Cash and Carry
Arnold Peabody knew firsthand that folks in northern Maine sometimes have to wear a few different hats to make ends meet. He supplemented the income from his farm equipment company in Houlton by harvesting a hundred acres of potatoes. In later years he would even make the two hundred-mile commute to Augusta while serving as a Maine senator. So Peabody, shown seated on a John Deere tractor in this dramatic snapshot taken in 1940, was more than happy to oblige when the folks at the Houlton airfield asked him to tow a biplane across the Canadian border.Seeking to avoid war with Germany, Congress had passed the Neutrality Acts in the 1930s, prohibiting the country from trading arms with nations at war. But after the Nazis attacked Poland, Franklin Delano Roosevelt found a way around the spirit of those laws by implementing Cash and Carry revisions in 1939. They allowed American warplanes to be flown to Houlton and then hauled overland to a rudimentary airstrip in Richmond, two miles into Canada.
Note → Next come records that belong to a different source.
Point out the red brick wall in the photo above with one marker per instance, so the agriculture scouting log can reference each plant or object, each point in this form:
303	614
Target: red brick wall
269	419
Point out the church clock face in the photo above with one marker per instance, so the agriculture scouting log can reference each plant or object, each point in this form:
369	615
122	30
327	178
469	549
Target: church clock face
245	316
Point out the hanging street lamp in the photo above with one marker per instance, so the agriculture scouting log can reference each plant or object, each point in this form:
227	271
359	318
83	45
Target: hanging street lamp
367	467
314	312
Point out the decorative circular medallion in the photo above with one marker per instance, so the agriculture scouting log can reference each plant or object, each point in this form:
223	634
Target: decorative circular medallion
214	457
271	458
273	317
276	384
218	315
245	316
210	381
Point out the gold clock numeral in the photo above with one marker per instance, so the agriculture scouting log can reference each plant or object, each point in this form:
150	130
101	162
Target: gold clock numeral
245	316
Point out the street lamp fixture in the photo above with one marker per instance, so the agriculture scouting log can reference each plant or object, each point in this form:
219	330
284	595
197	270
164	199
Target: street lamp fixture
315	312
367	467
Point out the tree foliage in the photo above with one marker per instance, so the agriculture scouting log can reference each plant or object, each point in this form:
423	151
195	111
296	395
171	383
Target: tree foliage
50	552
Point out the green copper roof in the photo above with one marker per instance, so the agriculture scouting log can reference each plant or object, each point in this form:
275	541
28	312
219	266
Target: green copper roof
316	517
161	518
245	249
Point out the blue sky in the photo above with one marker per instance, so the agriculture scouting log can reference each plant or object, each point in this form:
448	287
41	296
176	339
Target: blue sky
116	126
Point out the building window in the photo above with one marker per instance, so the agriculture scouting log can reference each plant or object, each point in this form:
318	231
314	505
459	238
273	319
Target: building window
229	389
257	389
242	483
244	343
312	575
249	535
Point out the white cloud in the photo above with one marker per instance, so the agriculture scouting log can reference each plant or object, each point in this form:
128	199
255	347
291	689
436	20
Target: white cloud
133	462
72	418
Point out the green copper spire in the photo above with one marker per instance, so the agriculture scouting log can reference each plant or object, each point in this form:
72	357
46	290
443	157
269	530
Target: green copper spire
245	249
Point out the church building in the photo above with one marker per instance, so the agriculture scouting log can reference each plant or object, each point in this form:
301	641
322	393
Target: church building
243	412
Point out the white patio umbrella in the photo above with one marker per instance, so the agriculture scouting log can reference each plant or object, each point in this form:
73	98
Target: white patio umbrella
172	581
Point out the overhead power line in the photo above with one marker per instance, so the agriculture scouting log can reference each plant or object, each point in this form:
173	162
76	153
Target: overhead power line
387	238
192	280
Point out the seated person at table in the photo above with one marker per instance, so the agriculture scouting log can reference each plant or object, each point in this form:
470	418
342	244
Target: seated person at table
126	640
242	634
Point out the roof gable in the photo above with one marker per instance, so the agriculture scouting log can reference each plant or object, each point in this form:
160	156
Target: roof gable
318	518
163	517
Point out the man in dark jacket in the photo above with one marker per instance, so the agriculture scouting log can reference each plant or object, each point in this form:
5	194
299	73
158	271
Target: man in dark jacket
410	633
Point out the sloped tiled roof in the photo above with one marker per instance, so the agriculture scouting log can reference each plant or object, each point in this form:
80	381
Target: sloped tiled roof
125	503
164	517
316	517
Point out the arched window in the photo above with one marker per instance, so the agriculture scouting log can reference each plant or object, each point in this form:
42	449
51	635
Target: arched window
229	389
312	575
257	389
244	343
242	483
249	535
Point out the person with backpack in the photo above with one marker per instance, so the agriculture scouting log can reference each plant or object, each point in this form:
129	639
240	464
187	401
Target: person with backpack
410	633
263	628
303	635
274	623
Once in Canada, the planes flew to waiting Allied transport ships in Nova Scotia before departing for the war overseas.
The Curtiss "Helldiver" scout bomber captured here, judging by its camouflage paint scheme, painted rotor stripes, and the circular insignia barely visible on the underside of the wing at far left, was one of several that were flown from the Curtiss-Wright Corporation's factory in Buffalo, New York, to Houlton en route to a spot in the French air force. The hint of a gunsight from one of its two machine guns pokes from above the cockpit, at left, and the exterior fuel tank hanging between the retractable wheels helped the plane fulfill its one thousand-mile range. While Peabody's assistant, just left of center, manages a tether, the bearded fellow at far left seems so out of place that he might well be the pilot. These airmen didn't tarry long in Maine; a customs agent could inspect a plane in just four minutes and Peabody would be headed across the "slash" — the twenty-foot-wide section of cleared earth that even today marks the international border — in little more than ten.
The need for this ingenious diplomatic loophole was rendered null, of course, by the attack on Pearl Harbor. The air base would go on to become a POW camp, and Arnold Peabody would return to using his farm equipment for more pastoral pursuits. Perhaps most ironically, the impressive aircraft shown here would not actually make it across the Atlantic in time to save France, instead rusting in wait on the Caribbean island of Martinique.